Sales becomes obsolete; claims and underwriting transform dramatically. When asked which insurance jobs will disappear due to AI – like the whaling industry in the 1850s when chemical processes replaced whale oil – the panel gave remarkably consistent answers with nuanced differences.

Albert Shyy from Eurazeo: "Claims processing certainly is an area undergoing a lot of change right now. In the longer term, underwriting is going to see a lot of change." Lars from QIC disagreed slightly: "I don't believe it will go totally to zero in claims because you can learn a lot about the proposition from claims. For me, the job category most impacted is customer service – and this is not necessarily insurance, it's everywhere."

Adarsh offered a contrarian view focused on growth rather than efficiency: "I want there to be a world where sales is obsolete because I want the product to be so intuitive that users can come and buy it instead of a push-led model, B2B or B2C." He argued the human element still helps in crisis management throughout the value chain, but making products self-service eliminates the need for traditional distribution.

"Anything which is customer-facing is going to require much less people for the same scale, or maybe this scale is good enough for 20x the growth."

What to do about this:

Audit your AI investments for value chain ownership. Map which AI tools you're deploying and identify whether they control enough of the end-to-end process to make autonomous decisions. If your AI tools are just advisory systems that still require three human handoffs, they won't deliver the efficiency gains you're expecting. Prioritize AI implementations that can own outcomes, like auto-adjudication of simple claims or straight-through processing of standard risks.

Plan your workforce transition around the three-year horizon. With VCs predicting claims processing, customer service, and underwriting will see dramatic headcount reductions, start planning now for workforce redeployment. Identify which staff can be retrained for higher-value work (like proposition development, complex case handling, or customer relationship management) and which functions should stop hiring immediately.


3. How Insurers Are Rewiring Operations Beyond Cost Reduction

Insurtech Story podcast, Episode: Rewiring the Insurance Operating Model: From Offshoring to Orchestrating Value with Jitin Sharma (Infosys) (Nov. 11, 2025)

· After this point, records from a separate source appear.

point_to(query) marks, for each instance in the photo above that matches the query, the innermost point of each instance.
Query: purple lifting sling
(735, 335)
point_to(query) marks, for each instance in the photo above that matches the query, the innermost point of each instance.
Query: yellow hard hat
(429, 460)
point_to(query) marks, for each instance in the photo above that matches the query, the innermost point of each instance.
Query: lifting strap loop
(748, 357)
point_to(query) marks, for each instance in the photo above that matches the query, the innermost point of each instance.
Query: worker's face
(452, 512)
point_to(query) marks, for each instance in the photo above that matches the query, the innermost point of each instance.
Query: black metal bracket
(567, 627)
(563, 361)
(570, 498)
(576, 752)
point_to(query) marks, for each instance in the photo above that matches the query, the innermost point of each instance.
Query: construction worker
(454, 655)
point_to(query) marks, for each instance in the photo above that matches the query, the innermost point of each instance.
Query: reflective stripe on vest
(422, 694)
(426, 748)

For decades, insurers treated offshoring as pure labor arbitrage: ship work overseas, cut costs, achieve scale. But Jitin Sharma, who heads insurance consulting for Asia-Pacific at Infosys and has advised AIG, Allianz, and AXA across 18 years, says we've moved far beyond the “factory” model.

Today's leading insurers are building value orchestration networks that blend global talent, technology platforms, and ecosystem partners into seamless capability engines. The goal isn't just efficiency anymore – it's agility, innovation, and customer impact.

TLDR:

  • Transform Global Capability Centers from cost centers into innovation hubs by moving beyond transactional work to strategic capabilities like data analytics, AI development, and customer experience design – leading insurers now use Global Capability Centers (GCCs) for competitive advantage, not just savings.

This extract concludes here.